Going for the Red Sox will be 2012 first round draft pick Brian Johnson, making his first big league start since his lone career go back in 2015. So far for Triple-A Pawtucket this season , Johnson has made two starts, tossing 10 2/3 innings while allowing just two runs while striking out 15. According to scouting reports I’ve seen, Johnson doesn’t have dominant stuff, featuring a fastball that sits in the low 90s, but has good command and is poised on the mound. He’s compared to Mark Buehrle, being a guy who doesn’t overpower you, but is deceptively effective.

Sounds like somebody who’ll look like a Cy Young winner against the early 2017 Blue Jays. All jokes aside, holy shit, this is one of those matchups that the Blue Jays really, really ned to start winning. Even though Josh Donaldson isn’t in the lineup, this is a team built to kill lefties, and a soft tosser like Johnson really should be the kind of pitcher the Jays have a good time with.

Wednesday at 7:07 ET

Francisco Liriano has had one very bad start and one very good start this season. Which Francisco are we going to get on Wednesday? That’s anybody guess! I would imagine we’re more likely to see the Liriano we got last weekend against the Orioles, the one who struck out 10 batters over six-and-two-thirds innings while allowing just two runs. Liriano hasn’t faced Boston since being acquired by the Blue Jays last July, so nobody on the Red Sox has any experience worth mentioning against him. Though, this Red Sox lineup, specifically Hanley Ramirez, Chris Young, Zander Bogaerts, and Sandy Leon, mash the crap out of left-handed pitching.

Rick Porcello has looked a lot more like Rick Porcello so far this season. Last year, Porcello was excellent, and was awarded the American League Cy Young award, which isn’t something anybody realistically would have expected to happen before the season started. But anyways, it seems the Porcello we know and love is back. Through three starts, Porcello has a 7.56 ERA, allowing 14 runs on 25 hits over 16 2/3 innings pitched. Is he mediocre again? Was last season a bunch of bullshit? I don’t know! But in the past, the Jays have had a great time with Porcello, as he own a 5.03 career ERA and 0.753 opponent OPS against Toronto. But those stats are from before the Jays randomly forgot how to hit.

Thursday at 12:37 ET

Chris Sale in a Red Sox uniform. It’s awful. It’s terrible. It’s unfortunate.
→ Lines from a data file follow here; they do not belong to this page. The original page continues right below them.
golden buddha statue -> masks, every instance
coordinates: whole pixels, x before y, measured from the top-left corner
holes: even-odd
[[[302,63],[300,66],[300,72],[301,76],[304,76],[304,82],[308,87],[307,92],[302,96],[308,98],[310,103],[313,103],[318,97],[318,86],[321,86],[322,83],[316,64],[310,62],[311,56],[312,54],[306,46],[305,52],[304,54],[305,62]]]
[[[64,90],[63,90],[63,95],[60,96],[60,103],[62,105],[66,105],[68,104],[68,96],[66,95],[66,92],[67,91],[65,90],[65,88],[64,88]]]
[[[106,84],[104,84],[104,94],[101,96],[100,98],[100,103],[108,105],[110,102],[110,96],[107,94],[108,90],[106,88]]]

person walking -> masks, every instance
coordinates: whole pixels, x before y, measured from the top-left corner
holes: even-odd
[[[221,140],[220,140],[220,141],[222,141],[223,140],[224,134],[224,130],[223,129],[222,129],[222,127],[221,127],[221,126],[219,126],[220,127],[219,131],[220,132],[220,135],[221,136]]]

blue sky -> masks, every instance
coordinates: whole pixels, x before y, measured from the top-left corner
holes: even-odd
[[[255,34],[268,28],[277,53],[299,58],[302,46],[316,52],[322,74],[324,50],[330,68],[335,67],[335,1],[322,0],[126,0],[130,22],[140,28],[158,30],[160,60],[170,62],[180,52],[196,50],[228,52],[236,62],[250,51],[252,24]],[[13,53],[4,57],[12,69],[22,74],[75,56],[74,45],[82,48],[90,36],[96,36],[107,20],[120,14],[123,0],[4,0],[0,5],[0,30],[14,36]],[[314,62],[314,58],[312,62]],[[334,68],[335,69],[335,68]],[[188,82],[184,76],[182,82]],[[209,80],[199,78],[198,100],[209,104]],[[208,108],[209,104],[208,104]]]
We’re going to see it live for the first time on Thursday afternoon. Or not. Maybe go to work that day and don’t pay attention to the game, because this could be ugly. Chris Sale is good. Very good. Amazing, really. And the way the Jays are going right now, he’s going to throw a 27-strikeout perfect game. That’s a hyperbole, obviously, but fuck, if this lineup looked hopeless against *checks this weekend’s box scores* Alec Asher and uhhhhhhh Wily Peralta, it’s going to be a horror movie against Sale. In Sale’s first season with his new Sox, Sale has allowed only three earned runs over 21 2/3 innings. He’s held opponents to just 11 hits and five walks, and he’s struck out a league-leading 29 batters. My god. Help us lord.

The Jays will counter Sale with an ace of their own — ACEstrada. Estrada was somewhat shaky in his first couple of starts, but completely dominated the Orioles last weekend, helping the Jays to their second win of the season. Estrada tossed seven masterful innings, completely shutting Baltimore down. He didn’t get the win because Roberto Osuna blew the save, but that’s the kind of performance the Blue Jays are going to need in order to squeak out a win against the always-dominant Sale and Boston.

What we have here is a game the Jays should win, a toss-up, and one that favours Boston. So let’s win the first two games against the rookie and the guy who’s struggling, please. That way we can phone in sick to work and just enjoy watching Chris Sale be good without having to worry about how many teams have recovered from a 2-13 start to make the playoffs.